Terry had years earlier purposely relocated the studio from New York City to New Rochelle, specifically to get out of the cartoonists' union jurisdiction, and thus hold down wages. Having heard about all this, I had actually pledged myself not to dump anyone. As old-hat as many of them were, I was determined to reform them, not replace them. Nevertheless, I was perceived by Weiss to be a threat to himself personally. He was right. If I had been successful at Terrytoons, I would have thrown him out. But he got me first.
The person I most wondered about when I got there was Paul Terry himself. What kind of a guy was he, to have such a low standard of work, and such low regard for the people who worked for him? The animators told me that in the early days he used to go around the studio, from animator to animator, carrying a ruler. He would measure each animator's stack of drawings, and when the pile was high enough, he'd say, "That's enough, put a The End sign on it!"
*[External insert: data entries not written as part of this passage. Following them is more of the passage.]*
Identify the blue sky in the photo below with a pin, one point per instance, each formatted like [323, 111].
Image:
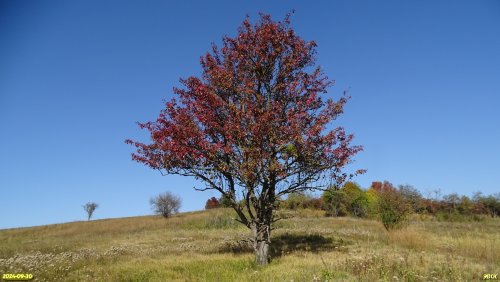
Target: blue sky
[75, 76]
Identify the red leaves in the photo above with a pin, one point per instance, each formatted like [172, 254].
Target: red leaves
[254, 98]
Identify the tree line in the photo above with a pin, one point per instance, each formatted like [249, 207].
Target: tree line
[391, 204]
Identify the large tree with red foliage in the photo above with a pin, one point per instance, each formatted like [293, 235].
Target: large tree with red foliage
[253, 126]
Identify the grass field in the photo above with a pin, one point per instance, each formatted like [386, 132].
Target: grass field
[209, 246]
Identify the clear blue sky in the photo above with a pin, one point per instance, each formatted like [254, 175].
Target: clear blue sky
[75, 76]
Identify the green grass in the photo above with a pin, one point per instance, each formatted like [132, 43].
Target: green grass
[209, 246]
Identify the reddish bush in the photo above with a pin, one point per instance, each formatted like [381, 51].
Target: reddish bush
[212, 203]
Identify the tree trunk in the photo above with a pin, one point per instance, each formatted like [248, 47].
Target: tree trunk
[261, 234]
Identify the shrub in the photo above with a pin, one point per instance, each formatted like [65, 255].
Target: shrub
[212, 203]
[90, 208]
[166, 204]
[393, 209]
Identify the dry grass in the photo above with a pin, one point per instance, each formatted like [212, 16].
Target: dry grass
[209, 246]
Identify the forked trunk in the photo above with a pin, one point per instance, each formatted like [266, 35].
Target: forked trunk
[261, 234]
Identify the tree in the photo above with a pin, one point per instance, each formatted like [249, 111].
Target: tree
[165, 204]
[393, 209]
[254, 125]
[212, 203]
[90, 208]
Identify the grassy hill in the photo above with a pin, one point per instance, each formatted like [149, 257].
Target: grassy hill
[209, 246]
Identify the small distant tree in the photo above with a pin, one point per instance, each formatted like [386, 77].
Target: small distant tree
[393, 209]
[335, 202]
[90, 208]
[166, 204]
[212, 203]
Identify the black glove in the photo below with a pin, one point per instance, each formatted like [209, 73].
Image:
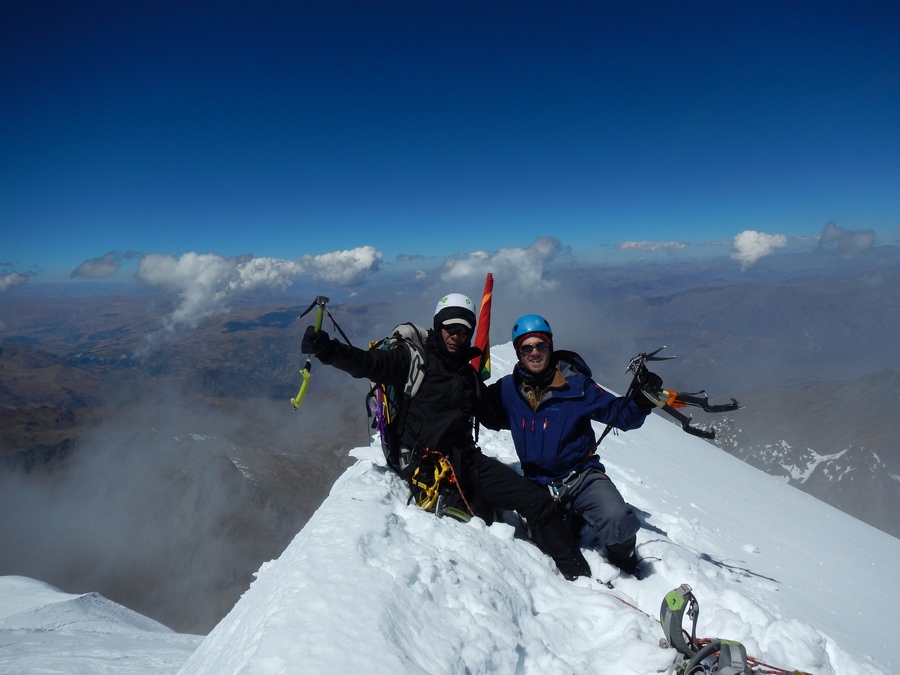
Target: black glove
[315, 341]
[648, 385]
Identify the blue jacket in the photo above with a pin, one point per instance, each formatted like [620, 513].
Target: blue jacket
[557, 438]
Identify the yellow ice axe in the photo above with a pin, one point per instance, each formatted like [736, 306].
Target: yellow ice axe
[319, 304]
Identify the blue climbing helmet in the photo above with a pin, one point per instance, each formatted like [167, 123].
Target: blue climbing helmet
[531, 323]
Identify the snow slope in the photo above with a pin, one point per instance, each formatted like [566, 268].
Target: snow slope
[43, 630]
[373, 585]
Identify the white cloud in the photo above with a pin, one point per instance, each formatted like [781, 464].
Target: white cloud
[343, 268]
[520, 266]
[750, 245]
[206, 282]
[12, 280]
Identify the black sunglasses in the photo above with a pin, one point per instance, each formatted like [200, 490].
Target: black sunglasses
[542, 347]
[457, 329]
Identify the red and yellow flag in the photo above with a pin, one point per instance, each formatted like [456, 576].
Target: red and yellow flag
[483, 331]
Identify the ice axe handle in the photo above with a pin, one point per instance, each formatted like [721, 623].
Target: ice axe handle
[319, 304]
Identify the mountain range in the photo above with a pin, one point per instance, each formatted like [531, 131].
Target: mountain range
[97, 398]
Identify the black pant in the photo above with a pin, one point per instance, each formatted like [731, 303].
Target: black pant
[488, 484]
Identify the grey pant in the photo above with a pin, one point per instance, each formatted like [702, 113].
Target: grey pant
[595, 497]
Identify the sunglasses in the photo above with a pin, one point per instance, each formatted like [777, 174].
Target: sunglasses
[541, 347]
[457, 329]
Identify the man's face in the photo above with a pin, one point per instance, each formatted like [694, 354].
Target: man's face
[531, 357]
[456, 336]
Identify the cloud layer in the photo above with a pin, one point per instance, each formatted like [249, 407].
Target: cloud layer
[205, 282]
[750, 245]
[522, 267]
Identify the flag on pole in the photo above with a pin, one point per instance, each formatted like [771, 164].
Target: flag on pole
[482, 363]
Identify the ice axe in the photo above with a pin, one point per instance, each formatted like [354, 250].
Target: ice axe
[319, 304]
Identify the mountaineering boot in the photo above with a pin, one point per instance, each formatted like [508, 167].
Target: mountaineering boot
[625, 557]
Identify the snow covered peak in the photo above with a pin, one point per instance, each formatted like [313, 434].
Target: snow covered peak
[374, 585]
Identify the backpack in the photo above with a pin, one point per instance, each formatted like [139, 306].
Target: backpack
[387, 403]
[429, 474]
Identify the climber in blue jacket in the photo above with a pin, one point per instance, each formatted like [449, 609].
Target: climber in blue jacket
[548, 403]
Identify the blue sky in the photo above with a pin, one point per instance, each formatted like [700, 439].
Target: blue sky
[291, 129]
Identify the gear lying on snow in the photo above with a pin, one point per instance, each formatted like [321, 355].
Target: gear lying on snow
[704, 656]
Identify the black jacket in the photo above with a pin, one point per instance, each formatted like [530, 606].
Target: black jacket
[439, 416]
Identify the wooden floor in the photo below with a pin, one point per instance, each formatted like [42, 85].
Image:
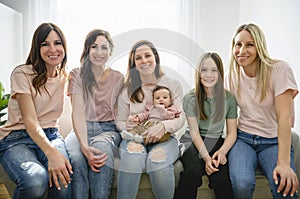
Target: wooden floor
[3, 192]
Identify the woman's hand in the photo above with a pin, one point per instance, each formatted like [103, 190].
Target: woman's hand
[59, 169]
[95, 157]
[154, 133]
[288, 180]
[210, 165]
[220, 158]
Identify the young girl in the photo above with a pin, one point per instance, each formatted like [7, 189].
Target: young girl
[207, 108]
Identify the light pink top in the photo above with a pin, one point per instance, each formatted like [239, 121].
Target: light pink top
[48, 108]
[101, 104]
[126, 107]
[257, 117]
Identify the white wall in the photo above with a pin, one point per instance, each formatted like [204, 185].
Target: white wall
[11, 49]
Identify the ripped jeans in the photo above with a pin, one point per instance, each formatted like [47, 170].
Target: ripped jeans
[157, 160]
[105, 137]
[26, 164]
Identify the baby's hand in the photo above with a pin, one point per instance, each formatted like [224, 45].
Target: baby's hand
[132, 121]
[136, 119]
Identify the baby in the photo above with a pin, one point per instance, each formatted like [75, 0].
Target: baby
[162, 109]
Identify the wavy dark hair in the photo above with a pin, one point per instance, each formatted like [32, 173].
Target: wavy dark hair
[133, 80]
[86, 73]
[200, 93]
[35, 58]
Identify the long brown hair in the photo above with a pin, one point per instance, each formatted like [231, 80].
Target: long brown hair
[88, 79]
[200, 93]
[35, 59]
[133, 80]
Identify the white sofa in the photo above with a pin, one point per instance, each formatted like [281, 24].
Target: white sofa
[262, 190]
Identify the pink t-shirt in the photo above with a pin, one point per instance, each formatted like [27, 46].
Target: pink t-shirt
[257, 117]
[101, 105]
[48, 107]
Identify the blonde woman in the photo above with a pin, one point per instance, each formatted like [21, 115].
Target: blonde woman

It took a long time for Terry to show up to look me over. But he did not linger to look at the newly decorated studio. He invited me out to lunch at his exclusive club, and drove me there and back in his big Cadillac. He could barely fathom what I was doing, but he was full of advice, namely that I should create a character based on Charles Lindbergh, "the greatest hero of all time." He seemed unaware that by the mid-50s few knew much about Lindbergh except that his baby was kidnapped. Terry was by that time pretty much out of it, and believed that the style and humor of the early part of the century was still valid. Perhaps he was right, but I didn't think so at the time. He was mainly delighted to be a millionaire, and how he had outfoxed everyone at the studio. A strange old dodo, of very moderate appeal.